I stopped buying chili, Dad. Remember what the doctor said? It aggravates your colon.
Goddamned doctor.
How about minestrone?
I told you, no Italian food.
Constance took out the can. It's not Italian food, Dad. It's Campbell's.
While he continued ranting about the shortcomings of Italian food, the Italian people and the country of Italy from the fall of the Roman Empire to Benito Mussolini, she heated up the contents of the can and poured it into a blue bowl.
The phone rang today,
he grumbled.
Who was it?
I don't know. I didn't answer.
Constance arranged the serving tray over his lap. The phone's right here.
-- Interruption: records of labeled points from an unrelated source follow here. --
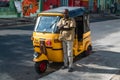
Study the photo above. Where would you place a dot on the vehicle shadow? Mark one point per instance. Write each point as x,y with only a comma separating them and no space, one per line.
105,62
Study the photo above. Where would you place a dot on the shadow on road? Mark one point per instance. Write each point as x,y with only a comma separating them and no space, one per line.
104,62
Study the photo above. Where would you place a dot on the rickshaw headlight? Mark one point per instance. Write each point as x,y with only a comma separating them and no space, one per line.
36,55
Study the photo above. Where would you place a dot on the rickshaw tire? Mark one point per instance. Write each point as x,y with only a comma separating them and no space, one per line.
88,51
41,66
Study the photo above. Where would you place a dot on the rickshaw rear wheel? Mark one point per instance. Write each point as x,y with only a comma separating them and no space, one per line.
88,51
41,66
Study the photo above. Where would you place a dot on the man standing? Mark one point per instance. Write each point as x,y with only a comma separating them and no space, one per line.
67,31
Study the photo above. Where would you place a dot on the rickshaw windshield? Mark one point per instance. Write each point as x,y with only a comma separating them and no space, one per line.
47,24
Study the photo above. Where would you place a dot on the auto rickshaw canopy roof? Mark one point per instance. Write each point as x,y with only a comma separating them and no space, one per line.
73,11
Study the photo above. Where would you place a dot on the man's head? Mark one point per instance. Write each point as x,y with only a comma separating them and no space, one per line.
66,13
It's cordless so you can answer it without getting up. What if it was important?
If it was important, they'd leave a message.
He leaned forward over the bowl and slurped loudly off the spoon. It's too hot.
Let it cool off.
Constance checked the answering machine. No messages.
She made her rounds to collect the dirty laundry from the floor. She ran a Swiffer around the bathroom and replaced the toilet paper. She counted out the dosage of his medications into a colorful pill-sorting box while making a note of the prescriptions to refill.
Are you finished with your soup?
Don't rush me! You made it too hot. I've told you before, I don't like it too hot. It's gonna burn my tongue.
Constance descended the stairs to the garage. The narrow space stank of old stucco and the detritus of an old man's life: bicycles without wheels, chairs without cushions, bureaus with cracked drawers, steamer trunks that looked like they had survived the sinking of the Titanic, and a scuffed upright piano had not been played since her mother died.
She walked a narrow path through the clutter to the mail slot in the garage door. Neither snow, nor sleet, nor son-of-a-bitch. Among the usual junk and bills was a hand-addressed envelope. The name on the return address was not familiar. Surely none of her father's acquaintances would use a label with a calligraphy font, a yellow rose, and musical notes.
Dad, look at this,
she said, returning upstairs. Do you know anyone named Sarah Keyes?
Probably a scam. Throw it out.
Constance brought the letter into the kitchen. She sat down at the linoleum table and rested her elbows next to her stack of dog-eared paperback mysteries. Curious, she used a butter knife to open the envelope.
The stationery of rosebuds and music notes matched the address label. The paper smelled vaguely of coffee. The handwriting was large and swift.